確かに、熱狂的なファンが生まれるのも納得の美人さんだ。
「失礼ですが、新人の方ですか?」
「はい、アラタです」
「アラタさんは本日登録された方なのです」
「……そう、ですか」
レイさんの目がスッと細められる。
心地よい視線だ。
ゲーム時代に何度も浴びた、鑑定される時の視線。
『威圧』系のスキルでも漏れたのだろう。
僕は指ひとつ動かせない。
春に芽吹いたばかりのような、レイさんの萌黄色をした目。
しかし、彼女はすぐに、アヤさんの手元へと視線を落とす。
その瞬間、身体の自由が戻ってくる。
「『薬草の納品』の依頼ですか」
「そうです」
「……25束?」
「はい、ランクアップの手続きをしてもよろしいでしょうか?」
「勿論です。アラタさん、貴方は今回の依頼達成でDランクに昇格することが可能となりました。手続きを行いますか?」
「お願いします」
僕はアヤさんにギルドカードを渡す。
冒険者ギルドのランクアップは冒険者ランクと同ランクの依頼10回の達成が基本。
だが、EランクからDランクへの昇格は3回となっている。
これはゲーム内で、Eランクが冒険者見習いという設定であることと、ゲームを円滑に進めるための二つの側面がある。

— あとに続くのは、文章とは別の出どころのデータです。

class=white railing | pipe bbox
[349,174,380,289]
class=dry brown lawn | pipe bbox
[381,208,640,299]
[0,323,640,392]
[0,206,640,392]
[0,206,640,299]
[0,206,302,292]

10回もお使い系クエストや『薬草の納品』をすると、プレイヤーに飽きがでる。
アヤさんが書類に何かを記入して判を押し、ギルド登録をした水晶にカードをかざす。
すると、白かったギルドカードが緑色に変化した。
「どうぞ。これでアラタさんはDランク冒険者にランクアップしました」
「ありがとうございます」
新しくなったカードをアヤさんから受け取る。
やっぱり、何度経験してもランクアップは嬉しい。
それに、今回は薬草を本当に採取してきた努力が認められたような達成感がある。
「アラタさん。こちら、今回の依頼の報酬です。ご確認ください」
「はい。……29万リン?」
報酬は薬草一束で1万リン、ウルフの討伐と素材報酬で2万リンのはず。
「あの、少し多いのですが?」
「アラタさんの採集した薬草はどれも最高の品質でしたので、少し色を付けさせていただきました。今後の活躍も期待しています」
流し目で僕を見て去っていくレイさん。
……血迷った人たちの気持ちが分かった気がする。
緩みそうになる顔を表情筋を総動員させることによって何とか抑え、アヤさんに話しかける。
「すみません。どこか良い宿ってありませんか?」
「幾つか紹介できますけど、何かご要望は?」
「料理が美味しい所がいいです」
折角、病院食以外のものが食べられるのだから、美味しいものを食べたい。
「それなら銀狼亭がオススメですよ。ちょっと高めの宿ですけど、ご飯は評判ですしサービスも良い宿です」
「どこにありますか?」
「冒険者ギルドのある通りから一本入ったあちらの方向にあります。狼の鉄細工がある建物なので、わかりやすいと思いますよ」
「ありがとうございます、そこにします」
銀狼亭。
確か、初めて使った宿も同じだった。
食事のバフが他の宿よりも少し高めで、何度かお世話になった覚えがある。
折角アヤさんが紹介してくれたんだし、今日は銀狼亭に泊まろうと思う。
『薬草の納品』で稼いだ29万リンの内、手元に10万リンを残してギルドに預ける。
口座の開設に1万リン必要だけど、ギルドカードを使えばどの町の冒険者ギルドでも預けたお金が引き出せるので便利だ。
僕はギルドに来た時よりも随分と暖かくなった懐に嬉しくなりながら、銀狼亭へと向かった。